In many jurisdictions, the existence of a confidential relationship can turn an undue influence inquiry on its head. That’s because the existence of a confidential relationship – usually coupled with evidence of something else – can create a presumption of undue influence. Under Wisconsin law, that “something else” is “suspicious circumstances surrounding making of the will.” When you have a confidential relationship with suspicious circumstance, then a presumption of undue influence is raised, which must be rebutted by the proponent of the disputed will.

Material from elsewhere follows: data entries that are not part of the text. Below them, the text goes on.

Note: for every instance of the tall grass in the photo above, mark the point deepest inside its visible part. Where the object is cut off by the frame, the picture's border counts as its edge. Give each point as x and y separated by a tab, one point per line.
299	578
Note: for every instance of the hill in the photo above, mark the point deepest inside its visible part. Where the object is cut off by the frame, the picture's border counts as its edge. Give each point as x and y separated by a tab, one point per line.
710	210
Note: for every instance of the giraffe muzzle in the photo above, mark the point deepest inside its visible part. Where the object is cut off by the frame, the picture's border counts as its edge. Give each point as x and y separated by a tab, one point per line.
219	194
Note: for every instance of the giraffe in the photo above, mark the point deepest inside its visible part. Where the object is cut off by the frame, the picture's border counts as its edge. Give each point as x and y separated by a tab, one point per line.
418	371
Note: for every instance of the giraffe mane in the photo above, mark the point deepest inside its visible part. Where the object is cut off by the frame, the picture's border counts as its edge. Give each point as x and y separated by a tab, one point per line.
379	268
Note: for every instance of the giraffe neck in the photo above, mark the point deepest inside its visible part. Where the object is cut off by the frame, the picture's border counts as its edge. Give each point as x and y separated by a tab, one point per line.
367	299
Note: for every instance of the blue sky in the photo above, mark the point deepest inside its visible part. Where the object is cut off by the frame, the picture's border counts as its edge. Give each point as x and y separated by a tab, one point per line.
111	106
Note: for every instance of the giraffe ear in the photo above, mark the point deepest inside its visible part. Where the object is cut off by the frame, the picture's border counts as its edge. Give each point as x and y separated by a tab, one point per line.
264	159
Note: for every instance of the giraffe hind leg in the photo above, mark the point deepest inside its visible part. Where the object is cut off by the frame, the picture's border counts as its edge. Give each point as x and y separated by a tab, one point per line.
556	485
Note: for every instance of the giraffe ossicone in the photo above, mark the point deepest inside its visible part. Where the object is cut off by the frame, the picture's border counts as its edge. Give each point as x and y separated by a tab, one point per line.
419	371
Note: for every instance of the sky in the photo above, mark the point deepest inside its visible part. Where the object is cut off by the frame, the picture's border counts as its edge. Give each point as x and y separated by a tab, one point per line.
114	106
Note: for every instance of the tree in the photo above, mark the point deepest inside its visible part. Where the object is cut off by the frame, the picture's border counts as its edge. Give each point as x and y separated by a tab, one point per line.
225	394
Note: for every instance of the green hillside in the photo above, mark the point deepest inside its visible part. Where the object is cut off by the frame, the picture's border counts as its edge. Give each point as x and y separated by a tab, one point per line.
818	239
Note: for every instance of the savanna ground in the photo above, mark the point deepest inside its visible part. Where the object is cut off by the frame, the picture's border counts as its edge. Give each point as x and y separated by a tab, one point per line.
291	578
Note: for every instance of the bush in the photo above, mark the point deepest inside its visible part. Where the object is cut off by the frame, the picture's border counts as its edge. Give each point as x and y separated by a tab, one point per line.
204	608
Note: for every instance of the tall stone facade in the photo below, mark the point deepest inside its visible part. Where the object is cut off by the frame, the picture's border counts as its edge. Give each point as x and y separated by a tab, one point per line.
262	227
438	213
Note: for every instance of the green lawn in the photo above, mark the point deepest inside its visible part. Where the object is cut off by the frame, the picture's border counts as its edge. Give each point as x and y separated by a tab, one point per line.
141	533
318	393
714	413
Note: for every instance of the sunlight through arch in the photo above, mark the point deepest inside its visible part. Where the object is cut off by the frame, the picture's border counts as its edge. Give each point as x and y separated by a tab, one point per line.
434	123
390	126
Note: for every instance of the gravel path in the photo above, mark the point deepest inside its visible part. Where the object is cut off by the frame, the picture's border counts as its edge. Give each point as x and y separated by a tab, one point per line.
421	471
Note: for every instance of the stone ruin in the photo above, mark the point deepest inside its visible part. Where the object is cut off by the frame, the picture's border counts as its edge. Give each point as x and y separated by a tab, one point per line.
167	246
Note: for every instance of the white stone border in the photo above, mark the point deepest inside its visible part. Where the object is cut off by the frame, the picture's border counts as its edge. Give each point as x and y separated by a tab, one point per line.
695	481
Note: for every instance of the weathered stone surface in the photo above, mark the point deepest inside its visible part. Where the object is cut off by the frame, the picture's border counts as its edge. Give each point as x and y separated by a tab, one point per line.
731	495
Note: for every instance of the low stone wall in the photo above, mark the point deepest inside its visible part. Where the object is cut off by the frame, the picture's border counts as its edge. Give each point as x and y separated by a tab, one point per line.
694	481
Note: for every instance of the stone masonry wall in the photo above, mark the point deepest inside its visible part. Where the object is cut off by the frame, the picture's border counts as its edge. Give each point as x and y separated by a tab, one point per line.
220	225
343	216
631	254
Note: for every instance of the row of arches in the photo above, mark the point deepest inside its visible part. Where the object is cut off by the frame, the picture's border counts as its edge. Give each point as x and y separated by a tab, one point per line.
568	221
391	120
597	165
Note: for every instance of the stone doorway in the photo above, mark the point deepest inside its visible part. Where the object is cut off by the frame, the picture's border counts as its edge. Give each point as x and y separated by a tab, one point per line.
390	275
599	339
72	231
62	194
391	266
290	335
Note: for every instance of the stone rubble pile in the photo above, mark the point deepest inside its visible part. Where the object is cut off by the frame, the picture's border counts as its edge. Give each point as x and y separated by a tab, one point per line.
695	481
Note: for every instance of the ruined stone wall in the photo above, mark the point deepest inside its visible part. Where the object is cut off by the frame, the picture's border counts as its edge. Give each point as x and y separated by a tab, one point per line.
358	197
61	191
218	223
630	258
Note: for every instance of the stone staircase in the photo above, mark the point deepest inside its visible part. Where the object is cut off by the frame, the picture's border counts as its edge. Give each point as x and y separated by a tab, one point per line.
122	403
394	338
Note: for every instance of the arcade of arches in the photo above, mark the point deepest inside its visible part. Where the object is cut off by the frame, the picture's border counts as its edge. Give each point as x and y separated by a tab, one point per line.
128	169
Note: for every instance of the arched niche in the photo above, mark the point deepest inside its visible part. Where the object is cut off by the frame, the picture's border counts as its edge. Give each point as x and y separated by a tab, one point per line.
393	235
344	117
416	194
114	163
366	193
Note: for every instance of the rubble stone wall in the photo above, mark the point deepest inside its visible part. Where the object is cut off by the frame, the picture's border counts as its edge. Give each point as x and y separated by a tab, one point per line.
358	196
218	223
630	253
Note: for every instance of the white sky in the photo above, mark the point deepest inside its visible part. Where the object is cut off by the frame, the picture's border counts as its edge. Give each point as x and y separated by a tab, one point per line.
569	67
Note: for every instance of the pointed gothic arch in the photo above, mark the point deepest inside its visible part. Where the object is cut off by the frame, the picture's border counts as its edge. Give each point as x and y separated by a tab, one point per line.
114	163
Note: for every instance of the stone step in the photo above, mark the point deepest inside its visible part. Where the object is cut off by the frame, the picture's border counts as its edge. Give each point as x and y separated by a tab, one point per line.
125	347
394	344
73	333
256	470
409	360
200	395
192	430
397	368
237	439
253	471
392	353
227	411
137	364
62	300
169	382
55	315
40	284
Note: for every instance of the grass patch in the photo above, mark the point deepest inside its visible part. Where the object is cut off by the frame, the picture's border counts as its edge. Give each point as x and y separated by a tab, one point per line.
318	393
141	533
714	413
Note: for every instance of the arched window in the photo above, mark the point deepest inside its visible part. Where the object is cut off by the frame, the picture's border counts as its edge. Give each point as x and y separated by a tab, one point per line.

“Suspicious circumstances” seems like a fuzzy concept so we’re going to take notice when the Court of Appeals of Wisconsin finds that suspicious circumstances existed that precluded summary judgment on an undue influence claim. In Estate of Ely (Ely v. Orth), the Court of Appeals did just that. Let’s take a look at these “suspicious circumstances.”

Ten days before Norman Ely died, he executed a will that bequeathed personal property to Lisa Orth (his granddaughter), Dustin Ely (Lisa’s brother and Norman’s grandson), and Casey Orth, with Lisa and Dustin receiving equal share of the remainder. The disposition of property in this 2011 will stood in stark contrast to Norman’s 2004 will that divided Norman’s estate equally between his two sons (Mark and Rick), Lisa, and Dustin. Mark claimed that the will was the product of undue influence, but the Wisconsin trial court disagreed.

The Court of Appeals of Wisconsin, however, reversed the trial court’s order and remanded for an evidentiary hearing on undue influence. In particular, the appellate court determined that a rebuttable presumption of undue influence was raised because (1) Lisa had a confidential relationship with Norman; and (2) suspicious circumstances existed surrounding the execution of Norman’s will.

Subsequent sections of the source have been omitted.